= Terence Finlay =

Canadian Bishop

Terence Edward Finlay (May 19, 1937 - March 20, 2017) was a Canadian Anglican bishop. He served as Metropolitan of Ontario and Archbishop of Toronto from 2000 to 2004.

He graduated from Huron University College at University of Western Ontario in 1959, where he became a member of the Sigma Chi fraternity. On June 30, 1962, he married Alice-Jean Cracknell in the Huron University College Chapel.

He became a priest in the Anglican Church of Canada. He was consecrated as a bishop in 1986 and appointed area bishop of the Trent-Durham episcopal area. He was elected co-adjutor bishop of Toronto in 1987 and installed as the 10th Bishop of Toronto in 1989. He became the 16th Metropolitan of Ontario and Archbishop of Toronto in October 2000. He retired in 2004.

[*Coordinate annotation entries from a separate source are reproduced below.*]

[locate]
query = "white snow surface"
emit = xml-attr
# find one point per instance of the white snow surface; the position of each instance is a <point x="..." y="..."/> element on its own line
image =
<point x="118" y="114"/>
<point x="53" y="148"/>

Renison University College awarded him an Honorary Senior Fellowship in 1992. Huron University College at Western University bestowed him with its "Alumni Award of Distinction" in 2006.

In 1992 he dismissed the Reverend James Ferry for maintaining a homosexual relationship, while saying that the church had maintained "a conspiracy of silence" regarding the issue of homosexuality and the priesthood.

Finlay was disciplined by the church body for marrying a same-sex lesbian couple in 2006. He commented that he agreed with the principle of allowing same-sex marriages, and regretted his actions in 1992.